A number of different types of mutations were identified in insertions A and B present in the host nuclear genome, and these shed light on the pseudogenization process. Our analysis suggests that more than 80% of the mutations that accumulated in the putative functional coding sequences represent single nucleotide polymorphisms (SNPs) (Figure 3). The majority of the genes that have been pseudogenized accumulated mutations that consist of nucleotide polymorphisms with deletions (NPD) and NPs. In both insertions, genes that have been pseudogenized contain mutations that combine NPs and deletions (NPDs) are more than those pseudogenized by NPs (Figure 3). In addition, we identified two additional types of mutations, NPs with insertions and NPs with deletions and insertions, associated with both chromosomal Wolbachia insertions but to a much lesser degree. A list of partial and full genes corresponding to the chrWol insertions is available in Tables S6, S7 and S8.
Expression of chromosomal sequences
Based on our results, there were very few ORFs that met our criteria for expression from chromosomal insertions. In general, there were multiple ORFs that had high number of mapped reads (>100), but in nearly all cases the coverage of the mapping was below 30% indicating that these may represent reads from another symbiont or tsetse transcripts. Results were similar for the three transcriptomes analyzed from heads, salivary glands and the bacteriome.
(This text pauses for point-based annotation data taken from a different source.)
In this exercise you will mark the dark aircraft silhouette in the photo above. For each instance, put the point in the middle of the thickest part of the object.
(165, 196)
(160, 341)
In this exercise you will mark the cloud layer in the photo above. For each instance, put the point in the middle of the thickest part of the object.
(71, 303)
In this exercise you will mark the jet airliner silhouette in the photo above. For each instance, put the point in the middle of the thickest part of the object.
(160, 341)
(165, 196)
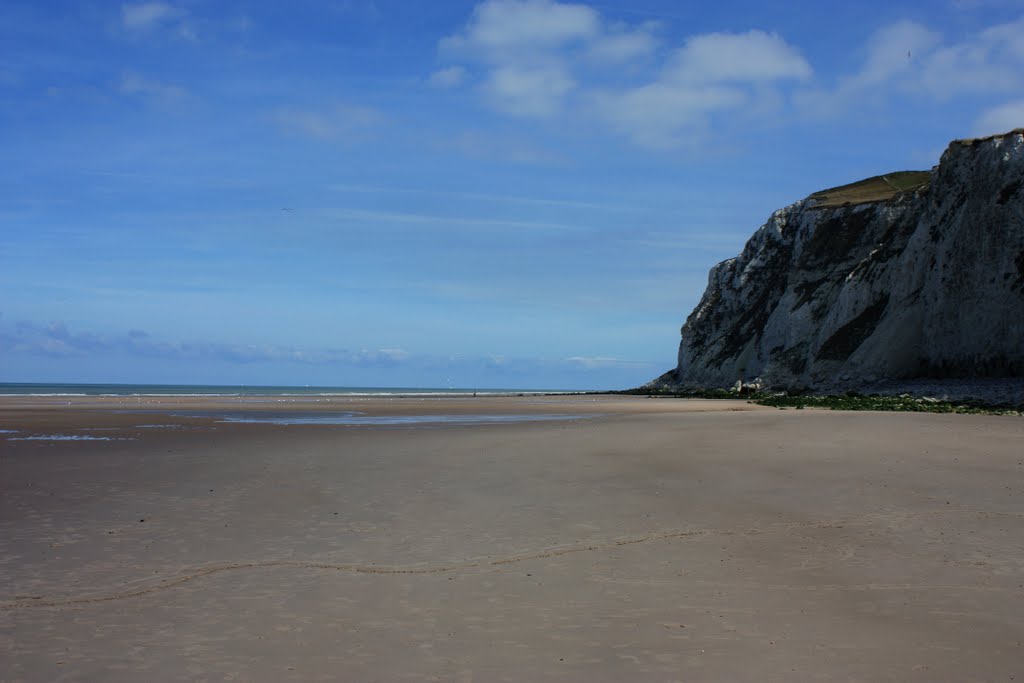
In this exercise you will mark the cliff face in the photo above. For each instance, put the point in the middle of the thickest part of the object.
(926, 283)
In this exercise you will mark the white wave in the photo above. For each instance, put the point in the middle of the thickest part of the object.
(69, 437)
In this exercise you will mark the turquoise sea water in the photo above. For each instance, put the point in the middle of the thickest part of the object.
(32, 389)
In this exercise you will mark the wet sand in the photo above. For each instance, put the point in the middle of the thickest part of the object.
(652, 540)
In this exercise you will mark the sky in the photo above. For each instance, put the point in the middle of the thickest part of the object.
(513, 194)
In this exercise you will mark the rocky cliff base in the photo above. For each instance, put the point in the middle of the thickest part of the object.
(911, 282)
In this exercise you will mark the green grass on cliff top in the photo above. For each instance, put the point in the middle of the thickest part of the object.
(878, 188)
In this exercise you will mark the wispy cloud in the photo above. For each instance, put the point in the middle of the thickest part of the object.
(363, 215)
(342, 122)
(56, 340)
(510, 199)
(145, 17)
(134, 84)
(908, 58)
(450, 77)
(539, 58)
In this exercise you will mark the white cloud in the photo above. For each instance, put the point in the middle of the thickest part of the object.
(513, 26)
(665, 115)
(543, 58)
(751, 56)
(503, 148)
(133, 84)
(1000, 119)
(147, 14)
(452, 77)
(713, 75)
(342, 122)
(528, 91)
(624, 46)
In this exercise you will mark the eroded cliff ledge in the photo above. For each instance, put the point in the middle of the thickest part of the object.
(896, 278)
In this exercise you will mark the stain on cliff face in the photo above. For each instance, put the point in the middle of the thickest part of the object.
(846, 340)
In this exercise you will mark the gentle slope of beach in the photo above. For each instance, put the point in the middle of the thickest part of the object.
(644, 540)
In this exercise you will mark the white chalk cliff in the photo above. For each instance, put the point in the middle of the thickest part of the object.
(829, 295)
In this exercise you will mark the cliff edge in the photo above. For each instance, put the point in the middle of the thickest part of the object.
(910, 275)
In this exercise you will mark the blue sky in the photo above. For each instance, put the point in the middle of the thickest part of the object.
(500, 194)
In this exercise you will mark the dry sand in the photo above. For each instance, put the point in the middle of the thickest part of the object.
(656, 540)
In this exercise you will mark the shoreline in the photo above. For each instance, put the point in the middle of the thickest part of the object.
(652, 541)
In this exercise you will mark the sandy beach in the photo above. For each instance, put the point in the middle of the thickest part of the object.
(623, 539)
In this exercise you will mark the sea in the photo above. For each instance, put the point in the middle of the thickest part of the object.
(39, 389)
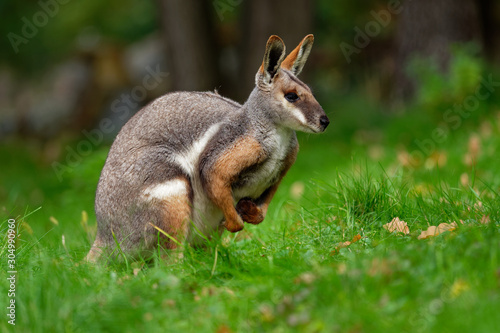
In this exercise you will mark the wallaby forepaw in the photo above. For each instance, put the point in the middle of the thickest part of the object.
(249, 211)
(233, 226)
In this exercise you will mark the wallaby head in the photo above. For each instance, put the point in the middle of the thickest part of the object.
(286, 99)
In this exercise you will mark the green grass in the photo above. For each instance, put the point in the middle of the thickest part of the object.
(289, 273)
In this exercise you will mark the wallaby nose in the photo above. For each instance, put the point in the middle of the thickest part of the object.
(324, 121)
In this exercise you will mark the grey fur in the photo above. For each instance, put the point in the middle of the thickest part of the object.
(144, 155)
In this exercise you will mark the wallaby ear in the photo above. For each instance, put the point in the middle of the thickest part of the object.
(298, 57)
(275, 53)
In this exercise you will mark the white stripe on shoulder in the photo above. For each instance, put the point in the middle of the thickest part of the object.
(189, 158)
(174, 187)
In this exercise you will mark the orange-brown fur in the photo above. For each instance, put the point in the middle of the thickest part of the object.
(244, 153)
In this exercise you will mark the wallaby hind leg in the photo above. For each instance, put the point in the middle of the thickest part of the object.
(172, 205)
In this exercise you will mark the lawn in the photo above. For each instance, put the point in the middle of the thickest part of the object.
(322, 261)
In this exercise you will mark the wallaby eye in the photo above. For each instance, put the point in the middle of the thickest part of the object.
(291, 97)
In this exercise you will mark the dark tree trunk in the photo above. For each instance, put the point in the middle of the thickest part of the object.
(189, 42)
(427, 28)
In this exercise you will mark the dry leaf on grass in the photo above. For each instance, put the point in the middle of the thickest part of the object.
(396, 225)
(434, 231)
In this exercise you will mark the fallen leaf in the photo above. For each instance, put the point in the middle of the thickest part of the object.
(396, 225)
(434, 231)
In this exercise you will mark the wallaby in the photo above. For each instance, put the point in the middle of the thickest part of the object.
(196, 162)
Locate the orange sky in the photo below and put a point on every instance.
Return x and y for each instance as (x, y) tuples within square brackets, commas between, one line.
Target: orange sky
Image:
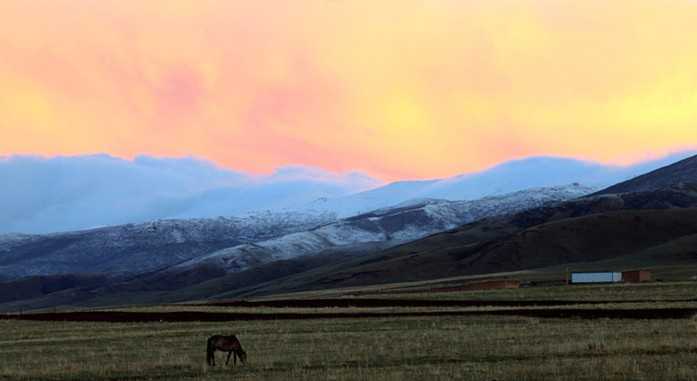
[(399, 89)]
However, three putative ORFs satisfied our criteria: serB, ccmB and a degenerate transposase located at both insertions (102636-102894 for insertion A and 97255-97523 for insertion B). These analyses suggest that most of the genes present in the chromosomal insertions are likely not expressed, but the few specific genes we identified may have low levels of expression. Further studies will be necessary to validate their expression.
Southern blot analysis
Hybridization of the wsp probe to Gmm female DNA restricted with the HindIII enzyme produced five bands of about 1200, 1600, 2150, 2600 and 2700 bp (Figure 4, lanes 1 and 3). DNA from tetracycline-treated females (cytWol-free) had a similar profile, except that the 2700 bp band, corresponding to the expected cytWol wsp fragment, was absent (lane 2). Untreated male DNA displayed an additional band of 1500 bp, indicating the presence of insertions on the Y chromosome (Lane 4). This banding pattern suggests the presence of at least five independent wsp chromosomal insertions, including one on the Y chromosome, supporting the in silico analyses.
DNA cleaved with HindIII restriction enzyme from normal females (lanes 1 and 3), tetracycline-treated females (lane 2) and normal males (lane 4) are shown. The sizes of the hybridizing bands are shown. The ∼2700 bp band (indicated by arrows) may represent the cytoplasmic wsp containing fragment (lanes 1 and 3) which is absent in the tetracycline treated females (lane 2). The ∼1500 bp band present only in the male (lane 4) is indicated by an arrow.
chrWol insertions as determined by FISH
To determine the location of Wolbachia insertions on Gmm chromosomes, we performed FISH analyses on mitotic spreads using wsp, 16S rRNA and fbpA specific probes. The Gmm mitotic complement, comprising the supernumerary dispensable chromosomes (B chr)  is depicted in Figure 5, where the AT-rich heterochromatic nature of Y and B chromosomes is indicated by the strong DAPI-staining. The two autosomes, L1 and L2, as well as the X chromosome, appear to contain heterochromatic regions on both sides of the centromere. FISH results indicate that the Wolbachia genes 16S, fbpA, and wsp consistently display a biased location on the distal part of the X, Y and B chromosomal arm. Although tyramide labeling generates strong and site-specific signals, it is difficult to detect the presence of multiple insertions on one chromosome if these events are localized in close proximity. The 16S rRNA signal detected on the short arm of the X chromosome appears to be particularly strong and diffused, and may thus represent more than one insertion event in that region.
The chromosomes are numbered as described by Willhoeft (1997) . A–B. Banding pattern of (DAPI)-stained chromosome spreads (A–B). The DAPI positive regions indicate the heterochromatic patterns. B-chromosomes vary in number. FISH on female and male chromosomes with fbpA probe (C–D),16S rDNA probe (E–F), and wsp probe on chromosomes from a male individual (G).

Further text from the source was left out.